Imbalances in Muscle Strength Predispose to Injury
Women have between 2 to 10 times higher risk of developing an ACL injury – but why? One reason is an imbalance in muscle strength between the quadriceps and hamstring muscles. Women also have a wider pelvis and ACL joints that are laxer than males. Unfortunately, you don’t have control over the latter two factors. What you can work on is strengthening your hamstrings and correcting the imbalance between the opposing muscle groups – the quads and hamstrings. Research shows as little as 6 weeks of training focused on strengthening the hamstrings lowers the risk of knee injury and ACL tears.

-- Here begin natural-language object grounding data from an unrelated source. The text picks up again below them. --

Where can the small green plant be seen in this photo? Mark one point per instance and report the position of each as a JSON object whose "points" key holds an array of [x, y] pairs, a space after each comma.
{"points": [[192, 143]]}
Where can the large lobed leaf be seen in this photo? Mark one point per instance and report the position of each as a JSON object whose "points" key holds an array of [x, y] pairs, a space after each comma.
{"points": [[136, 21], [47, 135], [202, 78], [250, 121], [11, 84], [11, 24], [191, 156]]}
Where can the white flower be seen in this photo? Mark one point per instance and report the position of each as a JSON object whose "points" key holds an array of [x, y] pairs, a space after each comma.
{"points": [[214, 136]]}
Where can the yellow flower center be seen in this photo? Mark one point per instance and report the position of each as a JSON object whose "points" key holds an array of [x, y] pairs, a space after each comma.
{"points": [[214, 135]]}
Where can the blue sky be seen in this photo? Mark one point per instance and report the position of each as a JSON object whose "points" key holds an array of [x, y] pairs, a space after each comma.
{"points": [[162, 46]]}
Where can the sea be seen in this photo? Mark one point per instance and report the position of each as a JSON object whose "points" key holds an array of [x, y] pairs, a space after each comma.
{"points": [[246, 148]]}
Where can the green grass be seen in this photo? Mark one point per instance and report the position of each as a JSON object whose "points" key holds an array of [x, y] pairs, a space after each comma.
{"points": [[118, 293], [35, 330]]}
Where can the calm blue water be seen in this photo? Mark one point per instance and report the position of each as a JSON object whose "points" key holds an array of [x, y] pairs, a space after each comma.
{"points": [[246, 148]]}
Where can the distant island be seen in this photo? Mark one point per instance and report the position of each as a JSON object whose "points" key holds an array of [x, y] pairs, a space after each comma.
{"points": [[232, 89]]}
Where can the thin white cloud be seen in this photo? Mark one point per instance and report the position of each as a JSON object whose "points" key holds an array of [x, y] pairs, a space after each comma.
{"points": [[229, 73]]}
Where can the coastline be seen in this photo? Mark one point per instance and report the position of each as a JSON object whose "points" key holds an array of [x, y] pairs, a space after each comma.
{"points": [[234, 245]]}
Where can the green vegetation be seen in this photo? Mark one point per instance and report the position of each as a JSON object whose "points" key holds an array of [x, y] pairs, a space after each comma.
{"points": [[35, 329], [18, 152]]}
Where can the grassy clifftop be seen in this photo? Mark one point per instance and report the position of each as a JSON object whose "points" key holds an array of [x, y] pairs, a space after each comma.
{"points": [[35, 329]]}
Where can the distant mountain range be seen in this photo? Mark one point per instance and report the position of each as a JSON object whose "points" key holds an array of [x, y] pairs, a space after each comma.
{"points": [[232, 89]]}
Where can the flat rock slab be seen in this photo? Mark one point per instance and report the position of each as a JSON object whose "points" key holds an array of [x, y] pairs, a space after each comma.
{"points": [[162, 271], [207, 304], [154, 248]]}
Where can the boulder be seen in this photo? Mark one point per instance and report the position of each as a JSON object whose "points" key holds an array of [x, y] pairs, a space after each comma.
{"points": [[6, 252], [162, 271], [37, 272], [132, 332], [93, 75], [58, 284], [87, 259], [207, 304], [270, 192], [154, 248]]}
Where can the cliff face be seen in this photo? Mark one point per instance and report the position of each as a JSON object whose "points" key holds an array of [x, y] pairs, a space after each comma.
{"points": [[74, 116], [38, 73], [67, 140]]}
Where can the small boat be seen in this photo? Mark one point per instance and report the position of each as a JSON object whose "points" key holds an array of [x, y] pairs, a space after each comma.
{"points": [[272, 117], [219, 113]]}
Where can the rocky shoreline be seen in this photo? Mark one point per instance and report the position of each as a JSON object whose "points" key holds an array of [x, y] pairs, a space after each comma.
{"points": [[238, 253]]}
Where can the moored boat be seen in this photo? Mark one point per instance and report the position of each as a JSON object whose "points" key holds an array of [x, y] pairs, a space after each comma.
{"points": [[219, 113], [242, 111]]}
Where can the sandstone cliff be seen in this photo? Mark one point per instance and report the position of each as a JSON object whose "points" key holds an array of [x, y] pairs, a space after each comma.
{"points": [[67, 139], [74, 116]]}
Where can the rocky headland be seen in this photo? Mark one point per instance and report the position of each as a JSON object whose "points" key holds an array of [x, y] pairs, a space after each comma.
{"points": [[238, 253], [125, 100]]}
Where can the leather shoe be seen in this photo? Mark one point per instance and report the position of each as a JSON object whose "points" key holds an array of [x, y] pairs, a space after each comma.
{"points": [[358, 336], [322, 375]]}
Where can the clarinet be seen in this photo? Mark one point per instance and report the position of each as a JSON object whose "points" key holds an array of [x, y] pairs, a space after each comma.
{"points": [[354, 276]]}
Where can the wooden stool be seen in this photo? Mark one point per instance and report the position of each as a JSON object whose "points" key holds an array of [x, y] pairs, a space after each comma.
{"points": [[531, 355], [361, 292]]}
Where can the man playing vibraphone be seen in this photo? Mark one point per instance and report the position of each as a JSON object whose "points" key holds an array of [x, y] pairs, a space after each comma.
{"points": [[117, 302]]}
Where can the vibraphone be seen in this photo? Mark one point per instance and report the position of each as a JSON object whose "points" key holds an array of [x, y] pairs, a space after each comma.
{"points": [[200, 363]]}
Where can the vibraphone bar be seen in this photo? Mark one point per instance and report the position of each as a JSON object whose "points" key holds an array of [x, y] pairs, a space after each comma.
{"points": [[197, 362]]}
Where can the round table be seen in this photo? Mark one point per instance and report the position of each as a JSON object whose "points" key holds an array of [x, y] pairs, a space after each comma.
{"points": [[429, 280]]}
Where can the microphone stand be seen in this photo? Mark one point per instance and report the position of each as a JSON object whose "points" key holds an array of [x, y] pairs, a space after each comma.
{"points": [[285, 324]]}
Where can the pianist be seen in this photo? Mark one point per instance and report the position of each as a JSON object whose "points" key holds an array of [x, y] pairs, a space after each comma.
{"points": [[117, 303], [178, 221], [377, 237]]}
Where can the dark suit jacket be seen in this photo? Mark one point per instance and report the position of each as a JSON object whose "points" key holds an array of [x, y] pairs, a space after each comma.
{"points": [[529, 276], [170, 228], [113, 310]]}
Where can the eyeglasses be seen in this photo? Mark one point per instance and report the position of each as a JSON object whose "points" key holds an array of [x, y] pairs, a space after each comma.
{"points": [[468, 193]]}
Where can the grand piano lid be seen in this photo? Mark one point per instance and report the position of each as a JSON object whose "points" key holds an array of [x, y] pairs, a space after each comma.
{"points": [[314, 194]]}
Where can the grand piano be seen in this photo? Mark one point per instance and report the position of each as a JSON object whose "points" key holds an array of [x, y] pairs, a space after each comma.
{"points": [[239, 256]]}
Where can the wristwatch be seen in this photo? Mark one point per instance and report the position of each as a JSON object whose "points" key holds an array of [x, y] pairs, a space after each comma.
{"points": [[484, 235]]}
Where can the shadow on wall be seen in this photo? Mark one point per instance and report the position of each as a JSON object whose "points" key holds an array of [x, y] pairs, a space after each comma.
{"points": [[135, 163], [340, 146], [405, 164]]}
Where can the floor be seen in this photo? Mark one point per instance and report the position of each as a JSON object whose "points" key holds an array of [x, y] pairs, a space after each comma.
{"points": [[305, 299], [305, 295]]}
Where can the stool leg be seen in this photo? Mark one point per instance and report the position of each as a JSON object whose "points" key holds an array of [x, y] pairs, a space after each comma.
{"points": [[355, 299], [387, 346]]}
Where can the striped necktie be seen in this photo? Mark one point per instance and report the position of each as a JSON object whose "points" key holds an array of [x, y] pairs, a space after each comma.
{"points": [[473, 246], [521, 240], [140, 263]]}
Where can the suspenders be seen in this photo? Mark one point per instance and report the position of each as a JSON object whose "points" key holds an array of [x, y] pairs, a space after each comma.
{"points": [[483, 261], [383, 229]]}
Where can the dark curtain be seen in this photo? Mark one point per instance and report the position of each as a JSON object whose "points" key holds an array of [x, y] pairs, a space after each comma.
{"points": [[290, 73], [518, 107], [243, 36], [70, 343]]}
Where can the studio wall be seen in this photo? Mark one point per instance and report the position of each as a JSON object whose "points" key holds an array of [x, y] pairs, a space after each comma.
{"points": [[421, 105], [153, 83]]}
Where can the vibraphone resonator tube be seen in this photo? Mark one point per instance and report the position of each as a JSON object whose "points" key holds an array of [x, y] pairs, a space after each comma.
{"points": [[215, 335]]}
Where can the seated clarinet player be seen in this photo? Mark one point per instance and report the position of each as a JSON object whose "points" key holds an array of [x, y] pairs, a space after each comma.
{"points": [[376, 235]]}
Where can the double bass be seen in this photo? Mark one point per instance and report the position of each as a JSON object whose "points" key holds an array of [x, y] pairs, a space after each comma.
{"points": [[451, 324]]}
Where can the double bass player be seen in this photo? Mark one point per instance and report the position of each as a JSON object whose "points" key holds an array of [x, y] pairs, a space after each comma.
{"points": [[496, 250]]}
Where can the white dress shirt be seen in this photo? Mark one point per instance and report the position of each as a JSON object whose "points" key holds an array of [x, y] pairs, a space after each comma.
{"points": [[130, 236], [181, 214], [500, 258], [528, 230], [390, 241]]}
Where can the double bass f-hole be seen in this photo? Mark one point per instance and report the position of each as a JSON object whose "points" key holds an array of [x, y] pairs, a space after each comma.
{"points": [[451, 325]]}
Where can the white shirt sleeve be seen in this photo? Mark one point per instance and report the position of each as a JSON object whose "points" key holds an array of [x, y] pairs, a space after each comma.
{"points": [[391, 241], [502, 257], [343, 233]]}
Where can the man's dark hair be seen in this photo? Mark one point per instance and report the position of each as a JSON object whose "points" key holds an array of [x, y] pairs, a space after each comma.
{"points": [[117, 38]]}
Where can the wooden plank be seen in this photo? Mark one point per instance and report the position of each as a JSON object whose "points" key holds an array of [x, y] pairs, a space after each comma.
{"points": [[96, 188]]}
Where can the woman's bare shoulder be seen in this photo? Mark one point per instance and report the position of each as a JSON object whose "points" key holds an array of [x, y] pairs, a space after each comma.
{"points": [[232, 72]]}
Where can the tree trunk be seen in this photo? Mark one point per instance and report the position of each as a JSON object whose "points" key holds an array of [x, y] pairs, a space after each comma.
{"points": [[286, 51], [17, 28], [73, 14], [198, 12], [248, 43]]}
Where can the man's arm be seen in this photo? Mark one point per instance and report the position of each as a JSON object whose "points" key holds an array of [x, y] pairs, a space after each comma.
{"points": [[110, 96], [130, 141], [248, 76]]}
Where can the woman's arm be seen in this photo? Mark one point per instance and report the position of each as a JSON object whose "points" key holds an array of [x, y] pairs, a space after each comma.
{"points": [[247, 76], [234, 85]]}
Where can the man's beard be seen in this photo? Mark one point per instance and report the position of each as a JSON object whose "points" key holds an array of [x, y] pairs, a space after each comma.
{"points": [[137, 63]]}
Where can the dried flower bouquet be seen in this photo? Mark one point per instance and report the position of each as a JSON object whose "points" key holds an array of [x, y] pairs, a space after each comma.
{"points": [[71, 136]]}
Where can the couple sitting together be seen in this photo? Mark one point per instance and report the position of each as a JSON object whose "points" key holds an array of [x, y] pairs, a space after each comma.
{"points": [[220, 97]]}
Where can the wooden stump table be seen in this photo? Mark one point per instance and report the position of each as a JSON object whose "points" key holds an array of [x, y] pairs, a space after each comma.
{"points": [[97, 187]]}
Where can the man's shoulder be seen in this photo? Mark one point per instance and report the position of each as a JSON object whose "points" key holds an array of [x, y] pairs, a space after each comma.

You don’t have to be a soccer player or a runner to benefit from stronger hamstrings. When you do HIIT training that includes plyometrics or exercises where you change positions quickly, you’re at higher risk of ACL injury. Strong hamstrings help protect your knees when you’re doing any type of exercise. Plus, strong hamstrings make you a better runner and jumper as well.
Strengthening Your Hamstrings
Surprisingly, the mother of all lower body exercises, the squat, is not the best exercise for activating your hamstrings. It works your quadriceps more than it does your hammies. When you squat, you’re bending your knees and your hips at the same time. As a result, your hamstrings don’t change in length very much. So, you’re not really hitting these muscles as hard as you think.
Are there better exercises? Brad Schoenfeld, C.S.C.S., Ph.D., and author of The M.A.X. Muscle Plan recommends doing two moves that specifically activate the hamstrings for every three sets of squats and lunges you do. Alternate between exercises like the Romanian deadlift or sumo deadlift that that target the hips and an exercise that targets knee flexion, like resistance band hamstring curls lying on your tummy. When you do squats, widen your stance to target the hamstrings more.
Other Ways to Injury-Proof Your Hamstrings
Strengthening your hamstrings is one way to reduce the risk of knee injury and ACL tears but you also don’t want tight hamstrings, another common problem. Always do a dynamic warm-up, at least five minutes in length, to heat up your core body temperature before training your hamstrings or any other muscles. At the end of your workout, spend another five minutes doing static stretches. Never do static stretches before a strength workout as it reduces the ability of muscles to generate strength and power.
The Bottom Line
If you’re doing mostly squats and lunges, you’re targeting your quads more than your hamstrings. Over time, this creates a muscle imbalance between the quadriceps and hamstrings that increases the chance of knee injuries, including ACL tears. Remember, simply being a woman places you at higher risk for this. Between your sets of squats and lunges, do exercises, like Romanian deadlifts and resistance band hamstring curls, to target your hamstrings more directly. Don’t assume that squats and lunges are all you need for balanced strength in your lower body. Whatever you do, keep those hamstrings firing.